En participant la même année à l’émission d’Ellen DeGeneres, comédienne et animatrice célèbre pour avoir fait son coming out à la télévision, Hillary Clinton veut soigner son image gay friendly mais n’en démord pas: elle « soutient fortement les unions civiles avec égalité totale des droits », mais pas le mariage, et laisse libre choix aux États d’avoir le dernier mot.
2011. New York vote en faveur de l’ouverture du mariage aux couples gay et Clinton semble avoir comme un trou de mémoire en se disant ravie, en saluant un « vote historique » et se rappelant avoir « toujours cru que nous ferions avancer les choses parce que nous sommes du bon côté de l’égalité et de la justice ». Mais pas un mot pour dire explicitement qu’elle a changé d’avis sur la question.

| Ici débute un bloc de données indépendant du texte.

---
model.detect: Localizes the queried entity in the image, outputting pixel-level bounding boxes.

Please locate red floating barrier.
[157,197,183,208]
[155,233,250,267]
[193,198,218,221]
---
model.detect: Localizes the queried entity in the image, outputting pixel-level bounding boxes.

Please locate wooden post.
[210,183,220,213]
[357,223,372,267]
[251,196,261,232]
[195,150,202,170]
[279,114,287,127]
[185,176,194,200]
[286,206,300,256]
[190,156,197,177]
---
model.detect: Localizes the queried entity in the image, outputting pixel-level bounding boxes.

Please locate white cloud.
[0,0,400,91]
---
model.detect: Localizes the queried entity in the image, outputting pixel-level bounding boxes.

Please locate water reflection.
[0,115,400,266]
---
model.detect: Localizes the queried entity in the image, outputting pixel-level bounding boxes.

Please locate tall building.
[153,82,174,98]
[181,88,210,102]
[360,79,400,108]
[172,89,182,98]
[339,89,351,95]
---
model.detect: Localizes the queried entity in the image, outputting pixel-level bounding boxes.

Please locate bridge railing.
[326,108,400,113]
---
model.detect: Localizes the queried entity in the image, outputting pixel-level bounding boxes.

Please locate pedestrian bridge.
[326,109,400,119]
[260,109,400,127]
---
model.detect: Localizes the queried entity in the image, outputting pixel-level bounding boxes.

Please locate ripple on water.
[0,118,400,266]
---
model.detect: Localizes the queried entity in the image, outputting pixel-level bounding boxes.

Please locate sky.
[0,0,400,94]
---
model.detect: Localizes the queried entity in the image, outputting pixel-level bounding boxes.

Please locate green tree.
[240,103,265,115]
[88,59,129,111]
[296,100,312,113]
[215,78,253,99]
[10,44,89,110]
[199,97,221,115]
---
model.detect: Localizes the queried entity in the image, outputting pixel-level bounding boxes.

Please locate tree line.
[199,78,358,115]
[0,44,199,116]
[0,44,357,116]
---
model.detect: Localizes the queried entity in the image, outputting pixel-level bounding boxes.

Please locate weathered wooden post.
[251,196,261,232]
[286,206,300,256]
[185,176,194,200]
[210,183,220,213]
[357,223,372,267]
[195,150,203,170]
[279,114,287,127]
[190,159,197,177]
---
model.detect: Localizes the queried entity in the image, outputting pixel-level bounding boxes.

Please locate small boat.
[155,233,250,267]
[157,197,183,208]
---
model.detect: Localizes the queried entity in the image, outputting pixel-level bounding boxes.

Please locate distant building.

Il faudra au final attendre 2013 pour qu’elle rejoigne la vague de soutien qui a déferlé sur l’Amérique. « Nos collègues, nos professeurs, nos soldats, nos amis, nos proches sont homosexuels, bisexuels ou transsexuels. Et ce sont des citoyens à part entière et méritent d’être égaux en droits, y compris en ce qui concerne le mariage », peut-on la voir déclarer dans une vidéo tournée pour le groupe militant HCR.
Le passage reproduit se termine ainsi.